Como todavía no he de comer rabos de pasa para recordar, y como fue muy recientemente -el año 1992-, podría relatarles con cuidada fidelidad qué hizo este hombre virtuoso cuando el gobierno español -presidido por Felipe González- le ordenó que "limpiara" Barcelona de independentistas, porque venían los Juegos Olímpicos y no se podía dar un espectáculo al mundo que pusiera en cuestión la sagrada 'unidaz de la patria'. A tal efecto ordenó varias detenciones y encarcelamientos, sin pruebas, sin evidencias y sin trazas de ningún delito.
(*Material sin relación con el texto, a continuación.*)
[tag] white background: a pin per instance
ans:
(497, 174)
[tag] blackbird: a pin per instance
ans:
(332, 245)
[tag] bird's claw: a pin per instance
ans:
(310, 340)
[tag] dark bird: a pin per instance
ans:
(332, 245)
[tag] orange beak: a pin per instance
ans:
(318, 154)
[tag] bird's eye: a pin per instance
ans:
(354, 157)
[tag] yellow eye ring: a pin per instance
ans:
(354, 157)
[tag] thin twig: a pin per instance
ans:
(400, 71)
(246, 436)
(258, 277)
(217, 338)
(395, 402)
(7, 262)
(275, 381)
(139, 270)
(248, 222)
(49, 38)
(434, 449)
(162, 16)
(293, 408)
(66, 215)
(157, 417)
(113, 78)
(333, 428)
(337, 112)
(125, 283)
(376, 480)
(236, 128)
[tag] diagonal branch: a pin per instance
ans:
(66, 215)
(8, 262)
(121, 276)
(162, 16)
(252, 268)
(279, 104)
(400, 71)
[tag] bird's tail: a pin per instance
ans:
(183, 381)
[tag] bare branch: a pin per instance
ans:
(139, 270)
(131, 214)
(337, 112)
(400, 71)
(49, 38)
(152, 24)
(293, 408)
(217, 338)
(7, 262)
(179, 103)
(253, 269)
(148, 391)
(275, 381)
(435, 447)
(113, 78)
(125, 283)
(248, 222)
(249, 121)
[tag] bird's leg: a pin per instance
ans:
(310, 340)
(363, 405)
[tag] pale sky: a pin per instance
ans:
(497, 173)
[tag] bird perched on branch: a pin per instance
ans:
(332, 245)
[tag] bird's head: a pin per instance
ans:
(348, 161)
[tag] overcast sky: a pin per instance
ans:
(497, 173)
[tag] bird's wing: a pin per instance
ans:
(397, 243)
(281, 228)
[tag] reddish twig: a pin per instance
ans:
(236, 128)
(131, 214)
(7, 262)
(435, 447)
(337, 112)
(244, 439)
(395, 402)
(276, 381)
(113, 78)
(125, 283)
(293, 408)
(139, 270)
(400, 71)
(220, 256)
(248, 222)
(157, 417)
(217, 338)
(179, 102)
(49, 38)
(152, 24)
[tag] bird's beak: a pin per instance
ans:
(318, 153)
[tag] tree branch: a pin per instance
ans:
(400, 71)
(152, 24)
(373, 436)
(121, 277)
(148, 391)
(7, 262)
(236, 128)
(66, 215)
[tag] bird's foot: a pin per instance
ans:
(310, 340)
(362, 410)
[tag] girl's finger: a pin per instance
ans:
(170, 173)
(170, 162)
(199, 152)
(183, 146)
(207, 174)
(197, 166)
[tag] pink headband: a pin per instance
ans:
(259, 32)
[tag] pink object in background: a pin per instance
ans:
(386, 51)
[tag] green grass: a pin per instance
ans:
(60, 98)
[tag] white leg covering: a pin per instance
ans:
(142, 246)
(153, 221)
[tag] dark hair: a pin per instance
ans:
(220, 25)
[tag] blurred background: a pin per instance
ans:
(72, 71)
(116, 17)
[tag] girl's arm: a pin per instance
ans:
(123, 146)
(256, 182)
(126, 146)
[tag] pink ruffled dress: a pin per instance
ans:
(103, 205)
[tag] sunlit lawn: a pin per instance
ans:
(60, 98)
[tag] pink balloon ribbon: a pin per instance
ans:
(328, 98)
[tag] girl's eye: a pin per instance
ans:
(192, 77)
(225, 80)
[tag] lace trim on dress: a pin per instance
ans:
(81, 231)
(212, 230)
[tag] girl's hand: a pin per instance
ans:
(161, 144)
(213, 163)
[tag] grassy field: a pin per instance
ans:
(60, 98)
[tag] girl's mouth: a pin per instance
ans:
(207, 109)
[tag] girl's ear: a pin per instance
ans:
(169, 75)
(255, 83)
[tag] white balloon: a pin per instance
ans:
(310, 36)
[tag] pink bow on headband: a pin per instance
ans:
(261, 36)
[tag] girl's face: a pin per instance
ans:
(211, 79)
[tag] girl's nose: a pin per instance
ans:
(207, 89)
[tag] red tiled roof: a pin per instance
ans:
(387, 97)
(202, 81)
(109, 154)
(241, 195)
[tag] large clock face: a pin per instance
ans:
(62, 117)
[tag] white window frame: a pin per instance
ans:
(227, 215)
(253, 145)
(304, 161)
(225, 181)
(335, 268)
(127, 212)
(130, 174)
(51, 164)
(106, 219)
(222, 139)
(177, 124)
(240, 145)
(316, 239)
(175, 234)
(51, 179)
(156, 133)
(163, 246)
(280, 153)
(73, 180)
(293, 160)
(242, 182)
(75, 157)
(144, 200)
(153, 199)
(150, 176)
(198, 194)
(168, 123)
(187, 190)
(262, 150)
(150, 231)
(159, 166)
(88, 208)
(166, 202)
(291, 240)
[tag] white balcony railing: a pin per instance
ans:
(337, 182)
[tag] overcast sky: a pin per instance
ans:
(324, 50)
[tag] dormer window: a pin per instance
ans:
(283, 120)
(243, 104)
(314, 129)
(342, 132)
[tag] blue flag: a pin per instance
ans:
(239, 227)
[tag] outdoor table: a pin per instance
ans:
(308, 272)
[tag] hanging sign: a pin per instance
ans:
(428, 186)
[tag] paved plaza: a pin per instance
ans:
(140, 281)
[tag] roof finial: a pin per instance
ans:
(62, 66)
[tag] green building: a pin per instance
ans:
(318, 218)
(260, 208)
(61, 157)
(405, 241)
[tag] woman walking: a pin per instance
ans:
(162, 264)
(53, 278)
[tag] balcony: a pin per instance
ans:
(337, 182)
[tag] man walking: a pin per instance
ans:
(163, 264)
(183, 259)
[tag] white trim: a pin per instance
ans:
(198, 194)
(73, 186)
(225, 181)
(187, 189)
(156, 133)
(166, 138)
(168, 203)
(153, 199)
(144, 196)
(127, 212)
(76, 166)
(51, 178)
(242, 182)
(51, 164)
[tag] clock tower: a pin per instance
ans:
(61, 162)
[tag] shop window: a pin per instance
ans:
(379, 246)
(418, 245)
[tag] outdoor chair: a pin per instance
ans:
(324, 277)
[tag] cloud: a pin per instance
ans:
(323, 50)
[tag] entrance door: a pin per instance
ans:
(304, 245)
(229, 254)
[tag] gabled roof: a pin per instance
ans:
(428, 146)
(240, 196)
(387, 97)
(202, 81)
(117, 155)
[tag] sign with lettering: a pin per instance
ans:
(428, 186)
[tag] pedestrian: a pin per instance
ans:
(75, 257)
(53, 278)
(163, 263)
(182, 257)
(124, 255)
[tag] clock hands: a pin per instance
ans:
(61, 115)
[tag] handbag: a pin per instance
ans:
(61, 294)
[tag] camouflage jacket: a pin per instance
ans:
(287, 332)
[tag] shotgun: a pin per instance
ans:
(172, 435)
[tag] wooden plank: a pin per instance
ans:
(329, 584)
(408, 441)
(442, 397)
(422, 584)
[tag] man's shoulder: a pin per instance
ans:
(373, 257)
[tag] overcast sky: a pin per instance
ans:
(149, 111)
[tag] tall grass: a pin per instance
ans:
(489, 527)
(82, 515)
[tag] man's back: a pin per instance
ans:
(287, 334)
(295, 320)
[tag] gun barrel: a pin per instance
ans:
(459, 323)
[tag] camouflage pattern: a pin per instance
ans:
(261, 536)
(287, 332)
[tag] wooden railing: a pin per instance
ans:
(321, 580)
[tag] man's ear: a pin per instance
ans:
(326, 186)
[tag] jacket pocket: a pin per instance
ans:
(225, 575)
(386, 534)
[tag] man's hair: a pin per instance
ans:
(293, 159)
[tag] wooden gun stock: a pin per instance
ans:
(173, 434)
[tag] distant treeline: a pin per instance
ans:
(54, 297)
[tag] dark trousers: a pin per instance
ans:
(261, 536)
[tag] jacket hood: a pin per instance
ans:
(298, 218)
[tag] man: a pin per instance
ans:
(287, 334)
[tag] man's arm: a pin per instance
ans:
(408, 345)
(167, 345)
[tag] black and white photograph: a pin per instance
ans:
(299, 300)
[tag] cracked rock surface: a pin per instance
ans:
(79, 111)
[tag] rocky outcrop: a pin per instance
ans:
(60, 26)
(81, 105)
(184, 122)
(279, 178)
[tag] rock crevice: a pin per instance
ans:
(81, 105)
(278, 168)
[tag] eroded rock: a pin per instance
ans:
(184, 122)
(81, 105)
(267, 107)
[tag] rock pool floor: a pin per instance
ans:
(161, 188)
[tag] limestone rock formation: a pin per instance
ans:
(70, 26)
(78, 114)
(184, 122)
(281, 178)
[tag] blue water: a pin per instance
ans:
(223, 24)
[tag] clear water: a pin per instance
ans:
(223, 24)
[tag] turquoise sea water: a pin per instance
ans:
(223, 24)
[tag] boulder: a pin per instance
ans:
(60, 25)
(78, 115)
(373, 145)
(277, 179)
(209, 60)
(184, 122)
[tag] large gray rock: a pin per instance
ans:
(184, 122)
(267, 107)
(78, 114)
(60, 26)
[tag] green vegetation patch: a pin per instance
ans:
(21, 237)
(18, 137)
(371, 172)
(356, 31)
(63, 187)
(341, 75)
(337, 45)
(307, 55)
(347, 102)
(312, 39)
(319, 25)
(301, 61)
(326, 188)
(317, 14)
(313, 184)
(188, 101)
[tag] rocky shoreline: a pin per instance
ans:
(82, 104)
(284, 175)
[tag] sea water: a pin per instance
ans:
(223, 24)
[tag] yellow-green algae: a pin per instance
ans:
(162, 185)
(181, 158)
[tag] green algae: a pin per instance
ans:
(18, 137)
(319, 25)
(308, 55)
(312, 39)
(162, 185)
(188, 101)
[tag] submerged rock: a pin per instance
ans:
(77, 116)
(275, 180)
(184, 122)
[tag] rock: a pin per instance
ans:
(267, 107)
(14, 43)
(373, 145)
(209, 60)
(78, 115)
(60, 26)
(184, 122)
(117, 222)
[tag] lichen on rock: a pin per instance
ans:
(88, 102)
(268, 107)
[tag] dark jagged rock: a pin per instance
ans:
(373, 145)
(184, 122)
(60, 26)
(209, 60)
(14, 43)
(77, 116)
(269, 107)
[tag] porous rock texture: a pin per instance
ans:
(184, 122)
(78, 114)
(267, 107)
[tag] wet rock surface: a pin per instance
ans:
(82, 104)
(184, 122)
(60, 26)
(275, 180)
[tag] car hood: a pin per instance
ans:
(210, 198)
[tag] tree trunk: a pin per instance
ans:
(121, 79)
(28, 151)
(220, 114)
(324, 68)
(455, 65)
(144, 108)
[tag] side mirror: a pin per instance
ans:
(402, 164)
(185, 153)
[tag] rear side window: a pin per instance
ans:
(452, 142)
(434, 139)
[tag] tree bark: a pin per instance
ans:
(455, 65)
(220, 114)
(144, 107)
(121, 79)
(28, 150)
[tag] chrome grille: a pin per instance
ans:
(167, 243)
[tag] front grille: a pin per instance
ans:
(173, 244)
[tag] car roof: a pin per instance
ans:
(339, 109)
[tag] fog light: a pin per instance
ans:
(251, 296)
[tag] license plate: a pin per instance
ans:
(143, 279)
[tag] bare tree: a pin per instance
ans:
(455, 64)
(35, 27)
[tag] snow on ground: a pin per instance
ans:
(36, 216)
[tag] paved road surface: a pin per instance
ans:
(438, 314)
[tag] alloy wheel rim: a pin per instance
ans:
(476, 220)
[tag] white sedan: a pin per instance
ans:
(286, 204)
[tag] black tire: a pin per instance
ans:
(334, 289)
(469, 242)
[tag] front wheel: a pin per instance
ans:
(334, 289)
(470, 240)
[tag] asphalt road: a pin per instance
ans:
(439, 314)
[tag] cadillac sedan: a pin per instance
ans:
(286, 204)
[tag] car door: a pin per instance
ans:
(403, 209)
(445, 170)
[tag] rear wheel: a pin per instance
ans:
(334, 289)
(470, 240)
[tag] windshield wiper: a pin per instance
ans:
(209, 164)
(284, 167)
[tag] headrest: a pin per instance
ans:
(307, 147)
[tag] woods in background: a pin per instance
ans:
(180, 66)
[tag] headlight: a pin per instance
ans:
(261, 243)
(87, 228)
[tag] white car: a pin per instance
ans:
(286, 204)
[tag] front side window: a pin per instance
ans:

Sólo que "hacían feo" en las olimpiadas. Y no sólo eso: estos muchachos denunciaron verbalmente cuando los interrogó que habían sido torturados y le mostraron las marcas correspondientes. El santificado juez Garzón hizo caso omiso de todo y continuó consintiendo que los torturaran.

Tiempo después, ya en libertad, los afectados llevaron su caso al Tribunal de Derechos Humanos de Estrasburgo, que recomendó al gobierno español que abriera una investigación. No pasó nada más.

Los más osados ​​escribieron un libro relatando el calvario espeluznante por el que habían pasado y yo tuve la fortuna de presentarlo en el Colegio de Abogados. Era presidente entonces Eugenio Gay, que, al final, dijo que el Fiscal General del Estado no tendría otro remedio, una vez publicado el caso, que denunciar los hechos. No pasó nada.

San Baltasar Garzón podrá tener mucha demanda. Pero nosotros no olvidaremos que fue cómplice de torturas. No lo olvidaremos, señor Garzón. Nunca.